Lamarckism, as this body of thought became known, was the standard explanation for change in species over time when Charles Darwin and Alfred Russel Wallace co-proposed a theory of evolution by natural selection in 1859. Responding to Darwin and Wallace's theory, a revised neo-Lamarckism attracted a small following of biologists, though the Lamarckian zeal was quenched in large part due to Weismann's
famous experiment in which he cut off the tails of mice over several
successive generations without having any effect on tail length. Thus
the emergent consensus that acquired characteristics could not be
inherited became canon.
Revision of evolutionary theory
Non-genetic variation and inheritance, however, proved to be quite common. Concurrent to the modern evolutionary synthesis (unifying Mendelian genetics and natural selection), C. H. Waddington was working to unify developmental biology
and genetics. In so doing, he coined the word "epigenetic" to represent
the ordered differentiation of embryonic cells into functionally
distinct cell types despite having identical primary structure of their
DNA.
Waddington's epigenetics was sporadically discussed, becoming more of a
catch-all for puzzling non-genetic heritable characters rather than
advancing the body of inquiry.
Consequently, the definition of Waddington's word has itself evolved,
broadening beyond the subset of developmentally signaled, inherited cell
specialization.
Some scientists have questioned if epigenetic inheritance compromises the foundation of the modern synthesis.
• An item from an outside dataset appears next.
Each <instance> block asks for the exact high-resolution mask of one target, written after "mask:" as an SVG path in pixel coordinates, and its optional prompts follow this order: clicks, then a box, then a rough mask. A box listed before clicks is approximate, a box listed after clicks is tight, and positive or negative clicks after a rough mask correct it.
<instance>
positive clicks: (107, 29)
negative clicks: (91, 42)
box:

Outlining the central dogma of molecular biology, Francis Crick
succinctly stated, "DNA is held in a configuration by histone[s] so
that it can act as a passive template for the simultaneous synthesis of
RNA and protein[s]. None of the detailed 'information' is in the histone." However, he closes the article stating, "this scheme explains the majority
of the present experimental results!" Indeed, the emergence of
epigenetic inheritance (in addition to advances in the study of
evolutionary-development, phenotypic plasticity,
evolvability, and systems biology) has strained the current framework
of the modern evolutionary synthesis, and prompted the re-examination of
previously dismissed evolutionary mechanisms.
There has been much critical discussion of mainstream evolutionary theory by Edward J Steele, Robyn A Lindley and colleagues, Fred Hoyle and N. Chandra Wickramasinghe, Yongsheng Liu Denis Noble, John Mattick
and others that the logical inconsistencies as well as Lamarckian
Inheritance effects involving direct DNA modifications, as well as the
just described indirect, viz. epigenetic, transmissions, challenge
conventional thinking in evolutionary biology and adjacent fields.